She came back to discover that, though the first problem had been solved, her computer now had neither the critical applications she needed, nor her data files. The technician was gone when she returned to her office, and it took another business day to rectify the situation. She was, in effect, down and unable to work on a major project that she needed to work on. Major anger here, not to mention loss of productivity.
Even if you don't give a rat's whisker about the relationship for relationship's sake, bear this in mind: When that server upgrade dinks up, folks will tend to be more forgiving if you've been treating them as business partners rather than "lusers."
Encounters with the Rich and Powerful
You might not have direct interaction with upper management, but even if you're not the top IT manager, you can still help these relationships. Unless you're in a military-like organization that enforces chain of command, the likelihood is that you will be meeting with and interacting with top brass. Instead of merely doing a good job of explaining the technology, you can take the opportunity to enlist a powerful ally. One of the ways you can do this is to ask questions about the business process, and understand where the bottlenecks are and how applying IT might help.
IT workers commonly complain about VIPs. But again, here's an opportunity to change a subjective complaint into an objective goal. For example, a common complaint is that a member of upper management simply isn't marching with the band, is using technologies that aren't the corporate standard, is perhaps bypassing security mechanisms in the name of expediency and so on.

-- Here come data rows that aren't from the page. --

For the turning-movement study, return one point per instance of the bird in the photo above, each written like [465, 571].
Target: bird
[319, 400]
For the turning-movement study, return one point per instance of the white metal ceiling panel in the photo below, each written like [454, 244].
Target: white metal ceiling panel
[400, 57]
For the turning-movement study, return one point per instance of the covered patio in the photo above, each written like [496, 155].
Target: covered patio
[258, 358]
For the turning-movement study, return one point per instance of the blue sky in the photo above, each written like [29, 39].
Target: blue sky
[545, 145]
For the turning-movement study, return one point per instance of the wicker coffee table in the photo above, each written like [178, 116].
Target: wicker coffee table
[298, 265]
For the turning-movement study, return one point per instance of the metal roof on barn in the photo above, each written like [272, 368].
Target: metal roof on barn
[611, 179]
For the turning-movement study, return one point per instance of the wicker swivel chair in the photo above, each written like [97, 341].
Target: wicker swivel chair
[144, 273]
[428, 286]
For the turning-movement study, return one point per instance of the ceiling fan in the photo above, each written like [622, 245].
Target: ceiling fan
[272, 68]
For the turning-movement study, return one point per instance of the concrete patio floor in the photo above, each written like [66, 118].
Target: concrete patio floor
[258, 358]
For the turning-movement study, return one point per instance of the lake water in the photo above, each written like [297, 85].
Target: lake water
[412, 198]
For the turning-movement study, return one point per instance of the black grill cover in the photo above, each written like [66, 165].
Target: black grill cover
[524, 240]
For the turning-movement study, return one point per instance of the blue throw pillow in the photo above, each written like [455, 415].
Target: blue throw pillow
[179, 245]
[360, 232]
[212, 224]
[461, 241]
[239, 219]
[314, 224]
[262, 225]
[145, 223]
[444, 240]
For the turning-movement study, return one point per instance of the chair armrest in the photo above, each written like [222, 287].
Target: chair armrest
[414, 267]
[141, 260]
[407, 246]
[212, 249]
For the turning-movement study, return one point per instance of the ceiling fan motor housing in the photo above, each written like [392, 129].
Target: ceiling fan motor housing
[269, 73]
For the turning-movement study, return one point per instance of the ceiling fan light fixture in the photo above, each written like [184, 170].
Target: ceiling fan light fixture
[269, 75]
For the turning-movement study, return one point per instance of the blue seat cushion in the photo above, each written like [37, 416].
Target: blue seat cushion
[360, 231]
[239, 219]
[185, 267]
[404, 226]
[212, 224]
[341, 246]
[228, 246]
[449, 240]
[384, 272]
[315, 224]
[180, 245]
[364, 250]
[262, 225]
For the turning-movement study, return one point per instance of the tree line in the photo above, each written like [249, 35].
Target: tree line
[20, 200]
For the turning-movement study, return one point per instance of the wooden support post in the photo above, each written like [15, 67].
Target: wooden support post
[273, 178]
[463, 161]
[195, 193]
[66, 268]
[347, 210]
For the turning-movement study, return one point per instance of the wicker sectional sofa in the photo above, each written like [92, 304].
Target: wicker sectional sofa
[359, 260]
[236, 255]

Trust us. You cannot fight VIPs by acting draconian. Techs at one of our partner labs report that they "stopped" a department head from specifying a nonstandard Web technology, smug in the assurance that they controlled the DMZ -- no means no. Next thing they knew, ADSL was being installed in the department, along with a new server, $60,000 worth of consulting without IT onboard and a big headache in terms of integrating this department head's existing data with the new (totally out of control and unsecured) server.
So instead of fighting a battle you can't win, why not go with the flow a bit and try to understand the reasons behind the actions. You may surprise yourself. You may realize that, indeed, what your department is offering is not conducive to business as done by the VIP's department and in fact letting this VIP drive a little bit of the IT initiative might help everybody out.
Don't forget: It takes business knowledge plus IT knowledge to create a great IT solution. A VIP can be a huge contributor of business knowledge, so with a bit of respectful communication and give and take, you may discover that not only have you helped out the VIP and the organization but have also enlisted a great technology advocate.